BRIAN: Yes. I have been producing my own music for about 4 years now and have about 10 releases under my belt, ranging from breakbeats to trip-hop to my current sound, which is deep moody trance.
BLISS: I kicked off my production career about a year ago with Brian as our project "Innercourse". The debut release ("Waypoint 1") did well, and got support from the likes of John Digweed, Nick Warren, Andy Jarrod, and Chris Fortier from the Balance Promote Group (they are a major force for pushing new music in the US).
THINK: DJ Bliss, in this Internet age, how important of a role does the printed page have in spreading information? Still, most people down have computers, actually I read that 80% of the planet doesn't even have fone access. Comments, please.
BLISS: I think the printed page will always be necessary, at least until we all have cyberdeck implants installed in our heads where we can upload and download information directly (read any and all William Gibson novels for this idea).
I am also interested in media virii, memes, poetic terrorism, propaganda - all of those things rely on hitting you when you aren't expecting it - whereas anyone sitting down in front of a computer is usually looking for something specific and disregarding anything not relating to what they are looking for.

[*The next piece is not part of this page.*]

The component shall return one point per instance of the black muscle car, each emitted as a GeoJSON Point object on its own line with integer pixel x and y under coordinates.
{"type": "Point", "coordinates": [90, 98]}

The same goes for advertising - whether we like it or not, it's effective. All of that aside- you can't take a computer into the bathroom with you- and that's where I get most of my reading done. Maybe someone should invent a bathroom PC.
BRIAN: I wonder how many people who are currently reading this interview are actually in the bathroom.
THINK: And on a final note, what do you guys know of the Czech Republic, what have you heard and what do you expect when you get here? Are you ready fer the famously beautiful Czech girlz?
BRIAN: Absinthe, beautiful girls, what else is there??
BLISS: Let's just say that I don't think I would mind getting stranded there, if all the girls there look anything like DJ La-di-da!